Русский лес - Леонид Леонов
Шрифт:
Интервал:
Закладка:
Иван рассудительно покачал головой:
— Ты смотри, этого не ешь, от них помирают... в желтый песочек уложат, — и по праву старшинства, отобрав ягоды, покидал в кусты. — Кто это тебя, несчастную, так размалевал?
— Братики... — кротко отвечала маленькая.
— Иди смой... нехорошо: люди смотрят! — почуяв в ней родню, посоветовал Иван. — Ну ты чего больше всего на свете любишь?.. скажи, я тебе достану.
— Птичку, — улыбнулась девочка, слепительно глядя в самую душу Ивана.
И за один тот синий взгляд, за тоненькую, еще неосознанную боль детского сочувствия на всю жизнь полюбил он эту невозмутимую замарашку, как и Калину Глухова с его родничком.
— Тогда уж я тебе сыча принесу... у меня есть на примете. Только, смотри, его мышами надо кормить... ничего, наловишь! Я тебе за так, без денег принесу, — прибавил он тоном погрубей, чтобы не ронять мужского достоинства. — Ты отпросись завтра к пруду в это время... придешь?
Сыч попался отличного качества, с когтищами, еще дитенок, но уже страшный; сквозь громадное, как тулуп, серое с белыми крапинками оперенье прощупывалось воробьиное тельце. Иван прождал у пруда до вечера, целую тропку натоптал в траве, но женщина не пришла на свиданье. Оно состоялось только через семнадцать лет.

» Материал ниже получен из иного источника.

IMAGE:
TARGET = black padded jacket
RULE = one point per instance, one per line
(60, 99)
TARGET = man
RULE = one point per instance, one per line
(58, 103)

С той поры Демидка стал придворным поставщиком барчуков. Для них ловил он птиц на привадах и водопоях, сучьем заваливая ручеек и накрывая лоскутом рыбацкой сети крохотное зеркальце воды. Пленницы нуждались в пище, — он с малых лет обучился пользоваться смирением обездоленных, сваливая муравьиные кучи на току, откуда труженики сами стаскивали ему под разостланную холстину желтоватое отборное яйцо. Воробьев и зябликов он продавал за соловьев, на опыте постигая искусство торгового обмана, помогавшего ему брать вчетверо против того, что было затрачено на легкий труд поимки. На глазах у потрясенных гимназистов, облепленный пиявками, он вычерпывал карасей из тины сапегинского пруда и никогда не отпускал товара в кредит; когда же у покупателя не хватало наличности, принимал в уплату все — от стальных перышек до византийских монеток из потихоньку разграбляемой нумизматической коллекции деда. И хотя они не имели хождения в трактирах империи, Золотухин с одобрением следил, как у его любимца пробивается первый кулацкий зубок. В этой встрече двух соперничающих сословий обе стороны ненавидели друг друга, но Демидка был сильнее: на спесивую заносчивость квелых, всегда с завязанным горлом барчат он отвечал затаенной мужицкой ненавистью.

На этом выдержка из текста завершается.